SIBU: Wong Nai Siong Secondary School has signed a breakthrough Memorandum of Understanding (MoU) with the Affiliated High School of Fujian Normal University, a first-class school in China, on course to becoming an elite school.

Wong Nai Siong Secondary School is the first and only school in Malaysia to have entered an agreement with the university.

Chairman of the school’s management board Temenggong Vincent Lau Lee Ming said yesterday the strategic partnership would provide them with the expertise to further upgrade the standard of teaching and improve the quality of their academic staff.

“We see the establishment of such a relationship beneficial in elevating the quality of teaching as the school continuously strive to provide quality education to the students,” Lau told The Borneo Post after a press conference here.

Seeing the agreement signed on Sept 6 in China as a move in the right direction for the private secondary school, Lau, who was in China to witness the signing of the MoU, said more work needed to be done before the school could attain elite status.

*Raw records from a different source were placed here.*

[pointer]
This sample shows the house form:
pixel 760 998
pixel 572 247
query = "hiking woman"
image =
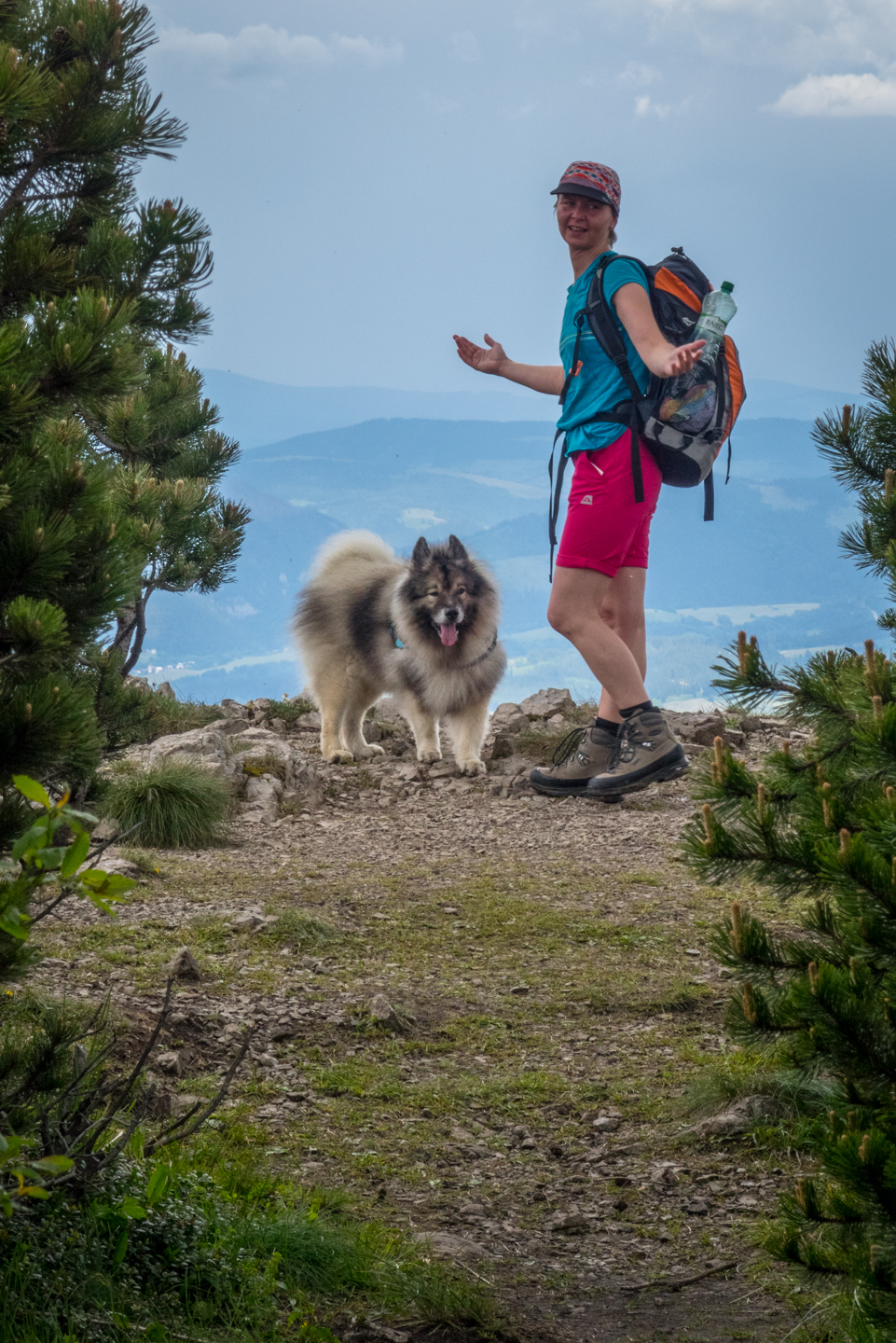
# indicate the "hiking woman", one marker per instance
pixel 597 599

He noted: “To transform Wong Nai Siong School into an elite school, more groundwork certainly must be done.

“We would need to put in a lot of effort in terms of improving the school’s infrastructure.

“We hope the pact will get us moving in that direction (of becoming an elite school). But it certainly needs more than that to be able to
provide top notch education to students,” added Lau.

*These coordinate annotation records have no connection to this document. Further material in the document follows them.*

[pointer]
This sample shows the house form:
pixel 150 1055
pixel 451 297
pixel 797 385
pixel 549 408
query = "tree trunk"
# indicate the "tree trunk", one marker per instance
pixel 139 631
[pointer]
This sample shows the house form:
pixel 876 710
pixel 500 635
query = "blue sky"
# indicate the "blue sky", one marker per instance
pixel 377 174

Earlier, he told the press conference that with the signing of the MoU, SM Wong Nai Siong would become a sister school of Affiliated High School of Fujian Normal University.

He recalled that the well-known school in China was keen to strike a partnership upon learning that SM Wong Nai Siong was named after one of its founders (Wong Nai Siong).

The university felt it most meaningful to form an agreement owing to the fact it shared the same founder, he noted.

Lau said the China-based school with a student population of 2,000 was more advanced than SM Wong Nai Siong that ran only senior forms.

He believed the new partnership would benefit both teachers and students of SM Wong Nai Siong.

“Through the exchange programme, our teachers will be able to learn from their counterparts in China, thus improving their
standard of teaching,” he said.

He reckoned under the arrangement some students here would be sent to the school there to gain international exposure
and broaden their knowledge.

He described the exchange as a win-win situation as students from that school would also have an opportunity to experience the local environment and education system.

While in China, Lau also visited another school – Yuktian High School that had a student population of about 2,000.

This school, he revealed, had in the past 10 years, sent students here on an exchange programme through the Sarawak Kutien Association.

“The students were sent to SM Wong Nai Siong to enable them to be familiar with the education system, local environment and so on,” he noted.